A Lua é um símbolo do conhecimento indireto, discursivo, progressivo, frio. A Lua, astro das noites, evoca metaforicamente a beleza e também a luz na imensidade tenebrosa. Mas, como essa luz não é mais que um reflexo da luz do Sol, a Lua é apenas o símbolo do conhecimento por reflexo, isto é, do conhecimento teórico, conceptual, racional; é nesse ponto que é ligada ao simbolismo da coruja.[8]

SorrisoIsso vai de encontro ao que foi dito sobre a inteligência do Gato, além de ter também um certo apelo carrolliano no que tange ao conhecimento racional, de que o personagem também demonstra ser dotado sobretudo quando responde a Alice (naquela célebre frase) que se ela não sabe aonde quer ir, qualquer caminho lhe servirá[9]. O verbete prossegue com uma análise vasta, da qual pode-se destacar o seguinte:

A Lua, cujo disco aparente é do mesmo tamanho do Sol, tem na astrologia um papel especialmente importante. Simboliza o princípio passivo, mas fecundo, a noite, a umidade, o subconsciente, a imaginação, o psiquismo, o sonho, a receptividade, a mulher e tudo que é instável, transitório e influenciável, por analogia com seu papel de refletor da luz solar.[10]

Oras, isso resume o que foi dito até aqui. O excerto encaixa-se perfeitamente no que expôs-se sobre inteligência infantil, sonho e inconsciente, bem como também no que diz respeito à problemática do devir, onipresente nas Alices.

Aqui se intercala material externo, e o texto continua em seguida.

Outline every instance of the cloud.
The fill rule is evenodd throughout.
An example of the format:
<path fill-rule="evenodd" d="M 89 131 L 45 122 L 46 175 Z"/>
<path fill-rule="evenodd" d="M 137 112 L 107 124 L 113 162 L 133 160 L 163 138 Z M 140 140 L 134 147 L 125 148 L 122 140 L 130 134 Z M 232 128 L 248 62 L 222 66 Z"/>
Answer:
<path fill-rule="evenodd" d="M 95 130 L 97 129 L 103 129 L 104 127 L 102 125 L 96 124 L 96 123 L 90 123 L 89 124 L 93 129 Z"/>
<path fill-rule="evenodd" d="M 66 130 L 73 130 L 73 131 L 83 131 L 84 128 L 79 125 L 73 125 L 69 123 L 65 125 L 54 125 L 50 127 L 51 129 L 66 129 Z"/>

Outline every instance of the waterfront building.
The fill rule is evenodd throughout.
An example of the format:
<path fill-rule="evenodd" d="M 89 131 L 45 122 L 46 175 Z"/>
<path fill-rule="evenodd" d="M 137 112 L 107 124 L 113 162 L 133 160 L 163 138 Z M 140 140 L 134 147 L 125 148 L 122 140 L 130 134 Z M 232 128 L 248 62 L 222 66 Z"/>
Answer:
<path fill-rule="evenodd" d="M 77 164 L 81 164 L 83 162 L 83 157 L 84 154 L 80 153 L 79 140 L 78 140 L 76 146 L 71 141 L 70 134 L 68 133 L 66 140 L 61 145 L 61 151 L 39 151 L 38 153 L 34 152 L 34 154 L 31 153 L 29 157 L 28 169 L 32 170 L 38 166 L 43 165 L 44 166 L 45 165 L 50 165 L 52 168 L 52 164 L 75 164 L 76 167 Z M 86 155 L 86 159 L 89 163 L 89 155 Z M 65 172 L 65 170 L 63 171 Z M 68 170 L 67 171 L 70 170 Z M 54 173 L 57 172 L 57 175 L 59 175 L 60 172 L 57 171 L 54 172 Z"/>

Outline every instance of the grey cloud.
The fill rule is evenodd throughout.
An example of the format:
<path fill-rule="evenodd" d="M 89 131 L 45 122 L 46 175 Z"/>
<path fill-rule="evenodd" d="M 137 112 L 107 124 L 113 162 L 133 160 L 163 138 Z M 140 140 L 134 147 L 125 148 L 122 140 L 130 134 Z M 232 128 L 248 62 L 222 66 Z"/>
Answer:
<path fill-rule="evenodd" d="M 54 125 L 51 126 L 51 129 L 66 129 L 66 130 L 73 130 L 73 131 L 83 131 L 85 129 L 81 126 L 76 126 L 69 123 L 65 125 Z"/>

Não é à toa que o Gato de Cheshire é um dos personagens mais famosos dos livros, ficando atrás provavelmente apenas da própria Alice no quesito popularidade. Apesar de aparecer relativamente pouco, trata-se de uma figura que marca o leitor, consciente e inconscientemente, e cujo mistério encanta e atrai, assim como a Lua.

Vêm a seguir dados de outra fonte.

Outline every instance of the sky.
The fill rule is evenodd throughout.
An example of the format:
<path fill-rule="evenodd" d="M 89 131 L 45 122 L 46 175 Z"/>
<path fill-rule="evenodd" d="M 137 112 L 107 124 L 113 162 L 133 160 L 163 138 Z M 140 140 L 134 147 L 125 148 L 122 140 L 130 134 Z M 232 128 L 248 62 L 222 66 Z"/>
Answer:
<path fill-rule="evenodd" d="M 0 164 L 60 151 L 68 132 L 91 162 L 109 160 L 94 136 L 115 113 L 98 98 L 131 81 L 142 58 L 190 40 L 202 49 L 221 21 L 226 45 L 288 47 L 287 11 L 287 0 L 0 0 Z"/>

[1] EMPSON, William. Alice no País das maravilhas. A criança como zagal. Tradução de José Laurênio de Melo. In: LIMA, Luiz Costa (org). Teoria da literatura em suas fontes, vol. 2. Rio de Janeiro: Civilização Brasileira, 2002.

[2] Em português também conhecido como Gato que Ri, Gato Risonho ou Gato Listrado.

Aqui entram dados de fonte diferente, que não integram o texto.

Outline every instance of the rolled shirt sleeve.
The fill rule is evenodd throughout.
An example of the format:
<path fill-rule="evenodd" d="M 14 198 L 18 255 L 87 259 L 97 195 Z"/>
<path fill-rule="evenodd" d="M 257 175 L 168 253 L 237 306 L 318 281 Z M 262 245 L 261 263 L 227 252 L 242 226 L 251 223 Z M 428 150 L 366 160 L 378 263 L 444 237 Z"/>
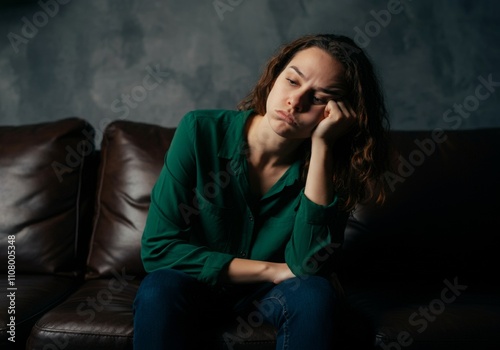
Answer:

[3] CARROLL, Lewis. Alice – Edição Comentada. Notas de Martin Gardner. Tradução de Maria Luiza X. de A. Borges. 1. ed. São Paulo: Jorge Zahar Editor, 2002. p. 62.

[4] É curioso notar que em Alice Através do Espelho quem fará as vezes de amigo da Alice será o Cavaleiro Branco, personagem que, dentre outras possibilidades, pode ser lido como uma representação do próprio Carroll.

[5] CARROLL, Lewis. Alice – Edição Comentada. Notas de Martin Gardner. Tradução de Maria Luiza X. de A. Borges. 1. ed. São Paulo: Jorge Zahar Editor, 2002. p. 84.

[6] À guisa de comparação, Alice Através do Espelho gira menos em torno dessa questão da identidade, tendo como motivo central a pergunta “De quem é o sonho?”

[7] EMPSON, William. Alice no País das maravilhas. A criança como zagal. Tradução de José Laurênio de Melo. In: LIMA, Luiz Costa (org). Teoria da literatura em suas fontes, vol. 2. Rio de Janeiro: Civilização Brasileira, 2002. p. 603.

[8] CHEVALIER, Jean; GHEERBRANT, Alain. Dicionário de símbolos: (mitos, sonhos, costumes, gestos, formas, figuras, cores, números). 24. ed. Rio de Janeiro: José Olympio, 2009. p. 562.

[9] Essa frase do Gato, talvez a mais citada dos livros, traz uma ideia de livre-arbítrio oposta àquela de predestinação contida no Alice Através do Espelho, em que a estrutura do jogo de xadrez remete a uma mão invisível que controla o fado dos personagens-peça.

[10] CHEVALIER, Jean; GHEERBRANT, Alain. Dicionário de símbolos: (mitos, sonhos, costumes, gestos, formas, figuras, cores, números). 24. ed. Rio de Janeiro: José Olympio, 2009. p. 564.